Wednesday, September 26, 2012

On this Day of Atonement


Dear Mackenzie,

If you’ve read my letter to you on faith, you know that in many ways I’m conflicted about the various organized religions.  Who’s right? Who’s wrong?  Who knows?

For better or worse your mom and I both grew up in Jewish households, and that’s the religion we were taught.  Though truth be told we’re not the most observant family, and I can’t even say I know all that much about Judaism.

If you ask me about Purim, I’m far more likely to tell you about the delicious Hamantaschen cookies your great-grandmother used to make than I am to tell you about Haman the Agagite who tried to exterminate the Jewish people. Simchat Torah? Not a clue. Yet even the least observant in our faith are conversant with our two highest holy days, Rosh Hashanah (the Jewish New Year) and Yom Kippur, the Day of Atonement.

According to Jewish tradition (or at least Wikipedia), God inscribes each person’s fate for the coming year into the Book of Life on Rosh Hashanah, and waits until Yom Kippur to seal the verdict. During the intervening days culminating in Yom Kippur, a Jewish person tries to amend his or her behavior and seeks forgiveness for wrongs done against God and against other human beings.  On Yom Kippur we fast from sundown to sundown, we pray, we atone for our sins, and we hope that we are forgiven by God.

One of the few things I do remember from going to Sunday school as a kid is the apocryphal story that on Yom Kippur, a Rabbi stands before God and has the following conversation:

“Have you studied all you should?” God asks the Rabbi.
“No” the Rabbi replies.

“Have you prayed all you should?” God asks the Rabbi.
“No” the Rabbi replies again.

Then God asks the Rabbi a third question, “Have you done all the good you should towards your fellow congregants?” Yet again the Rabbi admits he has not.

And God proclaims “but you have told the truth, and for the sake of truth you are forgiven.  Go forth in my name and make amends.”

I’ve often wondered why this particular parable has stuck with me when so many others have not.
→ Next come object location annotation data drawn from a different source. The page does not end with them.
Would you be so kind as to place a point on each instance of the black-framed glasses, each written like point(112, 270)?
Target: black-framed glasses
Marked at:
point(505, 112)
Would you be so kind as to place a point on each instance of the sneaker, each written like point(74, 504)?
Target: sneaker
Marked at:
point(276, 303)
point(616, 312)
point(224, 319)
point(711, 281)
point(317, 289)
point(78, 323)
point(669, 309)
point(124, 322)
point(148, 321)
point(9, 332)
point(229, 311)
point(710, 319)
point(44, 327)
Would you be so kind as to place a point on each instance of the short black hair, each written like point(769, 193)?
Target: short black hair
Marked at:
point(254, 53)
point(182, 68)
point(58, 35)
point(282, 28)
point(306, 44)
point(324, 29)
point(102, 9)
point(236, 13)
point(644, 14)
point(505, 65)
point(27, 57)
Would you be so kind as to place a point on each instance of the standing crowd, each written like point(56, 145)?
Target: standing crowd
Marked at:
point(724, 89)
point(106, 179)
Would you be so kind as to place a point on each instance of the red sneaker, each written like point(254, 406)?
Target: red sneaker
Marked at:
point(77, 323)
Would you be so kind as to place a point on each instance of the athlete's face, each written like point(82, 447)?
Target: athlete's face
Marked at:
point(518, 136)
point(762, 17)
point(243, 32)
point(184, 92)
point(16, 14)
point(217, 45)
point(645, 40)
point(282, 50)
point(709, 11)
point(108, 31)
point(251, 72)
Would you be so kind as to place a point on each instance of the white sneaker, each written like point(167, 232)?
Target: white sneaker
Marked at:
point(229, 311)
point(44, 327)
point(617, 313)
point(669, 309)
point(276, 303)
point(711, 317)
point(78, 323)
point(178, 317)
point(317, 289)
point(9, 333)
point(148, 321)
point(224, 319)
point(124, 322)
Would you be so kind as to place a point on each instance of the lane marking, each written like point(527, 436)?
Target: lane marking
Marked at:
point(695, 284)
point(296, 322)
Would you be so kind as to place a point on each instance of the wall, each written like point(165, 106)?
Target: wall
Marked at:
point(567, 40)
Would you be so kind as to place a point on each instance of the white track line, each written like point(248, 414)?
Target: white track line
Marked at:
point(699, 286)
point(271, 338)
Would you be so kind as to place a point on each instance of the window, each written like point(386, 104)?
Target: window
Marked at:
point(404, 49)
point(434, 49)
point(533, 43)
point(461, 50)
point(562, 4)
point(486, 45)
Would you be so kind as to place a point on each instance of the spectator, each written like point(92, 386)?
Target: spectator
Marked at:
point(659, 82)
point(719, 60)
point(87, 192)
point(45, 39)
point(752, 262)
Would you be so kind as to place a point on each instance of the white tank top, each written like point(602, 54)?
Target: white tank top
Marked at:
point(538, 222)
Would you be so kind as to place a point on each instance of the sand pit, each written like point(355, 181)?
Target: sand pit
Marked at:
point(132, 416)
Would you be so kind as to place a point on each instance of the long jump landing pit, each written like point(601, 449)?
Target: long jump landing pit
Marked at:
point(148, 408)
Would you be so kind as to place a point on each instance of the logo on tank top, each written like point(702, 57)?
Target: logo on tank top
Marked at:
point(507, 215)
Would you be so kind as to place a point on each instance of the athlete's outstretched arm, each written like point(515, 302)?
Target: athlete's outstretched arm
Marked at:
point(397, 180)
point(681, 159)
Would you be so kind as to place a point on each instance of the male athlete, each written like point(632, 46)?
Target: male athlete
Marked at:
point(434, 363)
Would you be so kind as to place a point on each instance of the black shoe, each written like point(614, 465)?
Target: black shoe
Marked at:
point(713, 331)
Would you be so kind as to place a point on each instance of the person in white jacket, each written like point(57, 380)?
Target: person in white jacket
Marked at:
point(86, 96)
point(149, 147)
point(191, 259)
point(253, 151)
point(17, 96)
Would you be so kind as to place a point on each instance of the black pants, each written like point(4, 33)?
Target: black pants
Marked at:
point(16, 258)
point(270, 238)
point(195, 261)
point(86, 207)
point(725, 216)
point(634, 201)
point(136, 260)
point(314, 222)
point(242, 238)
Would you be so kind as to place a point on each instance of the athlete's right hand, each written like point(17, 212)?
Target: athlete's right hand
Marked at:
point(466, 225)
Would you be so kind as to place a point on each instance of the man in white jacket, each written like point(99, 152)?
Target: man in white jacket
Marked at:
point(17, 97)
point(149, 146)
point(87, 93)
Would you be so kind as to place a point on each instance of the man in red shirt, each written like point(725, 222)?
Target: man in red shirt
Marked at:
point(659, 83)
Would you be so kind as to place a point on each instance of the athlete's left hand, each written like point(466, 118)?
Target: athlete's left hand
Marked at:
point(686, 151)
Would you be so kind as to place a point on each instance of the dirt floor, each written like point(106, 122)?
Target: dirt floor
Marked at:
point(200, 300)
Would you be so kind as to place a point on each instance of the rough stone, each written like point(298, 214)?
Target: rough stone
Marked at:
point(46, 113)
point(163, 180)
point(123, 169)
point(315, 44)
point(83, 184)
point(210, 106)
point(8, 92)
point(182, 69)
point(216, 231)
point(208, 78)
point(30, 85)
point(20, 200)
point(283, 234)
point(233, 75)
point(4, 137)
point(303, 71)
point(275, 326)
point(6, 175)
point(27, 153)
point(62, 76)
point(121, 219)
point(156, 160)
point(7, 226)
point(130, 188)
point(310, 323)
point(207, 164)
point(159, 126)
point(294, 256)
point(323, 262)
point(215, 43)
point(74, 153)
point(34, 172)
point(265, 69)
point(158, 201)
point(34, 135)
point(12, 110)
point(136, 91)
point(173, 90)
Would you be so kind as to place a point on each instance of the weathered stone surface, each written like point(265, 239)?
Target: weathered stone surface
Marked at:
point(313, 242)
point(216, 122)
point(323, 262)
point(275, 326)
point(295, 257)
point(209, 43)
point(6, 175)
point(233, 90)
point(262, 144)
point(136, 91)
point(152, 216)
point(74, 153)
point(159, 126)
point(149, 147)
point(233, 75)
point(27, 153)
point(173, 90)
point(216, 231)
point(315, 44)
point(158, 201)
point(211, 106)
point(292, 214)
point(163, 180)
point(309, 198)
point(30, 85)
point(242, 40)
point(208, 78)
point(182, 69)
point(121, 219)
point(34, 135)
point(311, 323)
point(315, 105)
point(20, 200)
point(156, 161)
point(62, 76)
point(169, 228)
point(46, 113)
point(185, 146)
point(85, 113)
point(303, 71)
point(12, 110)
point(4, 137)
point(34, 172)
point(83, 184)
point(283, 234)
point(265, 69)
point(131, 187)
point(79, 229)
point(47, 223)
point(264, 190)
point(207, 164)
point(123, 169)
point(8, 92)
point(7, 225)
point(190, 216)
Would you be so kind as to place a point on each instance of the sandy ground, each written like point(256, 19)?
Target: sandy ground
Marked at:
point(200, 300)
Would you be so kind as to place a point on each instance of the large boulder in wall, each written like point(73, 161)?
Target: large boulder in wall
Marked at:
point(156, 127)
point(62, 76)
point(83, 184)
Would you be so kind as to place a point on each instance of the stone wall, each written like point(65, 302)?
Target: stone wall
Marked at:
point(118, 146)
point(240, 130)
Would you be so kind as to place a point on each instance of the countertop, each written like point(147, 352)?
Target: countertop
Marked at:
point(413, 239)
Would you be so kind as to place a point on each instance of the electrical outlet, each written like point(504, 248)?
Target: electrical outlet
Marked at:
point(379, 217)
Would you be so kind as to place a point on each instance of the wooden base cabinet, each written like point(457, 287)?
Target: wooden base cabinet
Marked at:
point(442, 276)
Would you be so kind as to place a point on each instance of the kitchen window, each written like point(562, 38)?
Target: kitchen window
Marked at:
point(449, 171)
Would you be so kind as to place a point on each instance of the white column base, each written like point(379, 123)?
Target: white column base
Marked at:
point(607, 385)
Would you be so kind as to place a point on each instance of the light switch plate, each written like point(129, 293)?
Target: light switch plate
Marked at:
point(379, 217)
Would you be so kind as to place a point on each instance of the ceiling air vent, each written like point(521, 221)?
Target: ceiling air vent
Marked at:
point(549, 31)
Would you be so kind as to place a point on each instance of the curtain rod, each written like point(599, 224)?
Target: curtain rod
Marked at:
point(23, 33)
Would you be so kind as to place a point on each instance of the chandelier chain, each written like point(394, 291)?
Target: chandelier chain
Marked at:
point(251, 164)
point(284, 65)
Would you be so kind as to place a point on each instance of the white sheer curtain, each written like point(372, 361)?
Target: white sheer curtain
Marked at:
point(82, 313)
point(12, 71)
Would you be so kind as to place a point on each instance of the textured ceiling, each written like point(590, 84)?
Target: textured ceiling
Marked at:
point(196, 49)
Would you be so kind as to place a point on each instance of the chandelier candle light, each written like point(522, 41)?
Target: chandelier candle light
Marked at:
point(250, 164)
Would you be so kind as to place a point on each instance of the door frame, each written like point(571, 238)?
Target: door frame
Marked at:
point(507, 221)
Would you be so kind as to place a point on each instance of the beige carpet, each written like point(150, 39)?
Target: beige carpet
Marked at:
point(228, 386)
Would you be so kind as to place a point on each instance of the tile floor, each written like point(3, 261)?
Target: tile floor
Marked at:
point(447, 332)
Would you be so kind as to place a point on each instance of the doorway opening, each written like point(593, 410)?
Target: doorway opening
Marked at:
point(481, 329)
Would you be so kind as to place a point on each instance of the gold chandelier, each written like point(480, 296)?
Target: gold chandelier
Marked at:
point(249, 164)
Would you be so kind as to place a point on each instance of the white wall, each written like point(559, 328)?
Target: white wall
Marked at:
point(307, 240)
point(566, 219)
I think it’s because at bottom it quintessentially speaks to our humanity.  Most of us mean well.  Most of us make promises and vows to ourselves and to each other.  Yet in daily life we fall short again and again. Our best traits as people are manifested when we can acknowledge our shortcomings, yet at the same time we can reach for a higher plane.

A friend of mine once told me that when she was growing up in the Catholic Church, she was taught by her priest that to repent actually meant to rethink.  How very Jewish. Imagine, Mackenzie, a day set aside to rethink your values, to rethink how you might have treated people better in the past year, and to rethink how you can treat them better going forward. Imagine a day set aside simply to rethink how to live each day with increasing grace.

So here I sit on Yom Kippur atoning for my sins of the past year.

I ask myself how I can be a better husband and a better father and a better friend. I pray for God’s guidance, although I wonder how God can possibly hear my prayers over the loud growling of my stomach.

I resolve to treat others better. I promise to be more patient. I commit to take the time to savor the magical moments in my life and to ignore the little annoyances. And mostly I thank God for you and for Jamie and for Heather, and of course for your wonderful mom. I reflect on how truly blessed I am in my life.

And finally, I wonder what Yom Kippur could possibly mean to you as an eleven-year-old. The answer comes around lunchtime, when you ask me if I can buy you a sandwich from Subway. I explain to you everything I know about Yom Kippur, and about atonement, and about why in the Jewish tradition we fast on this day. You listen to me patiently and politely until you’re sure that I am done.  And then you look at me and say “but Daddy, I’m really hungry. Aren’t you?”

I’m probably not the best father on the planet.  Lord knows I’m not the best Jew walking around. And while I’ll be the first to acknowledge I don’t know much, I do know this.  At least in this life, and for as long as I am able, when my little daughter is hungry I’m going to make sure she gets fed. I hope God can forgive me.

And yes I’m hungry too, my sweet daughter. I plan to eat right after sundown.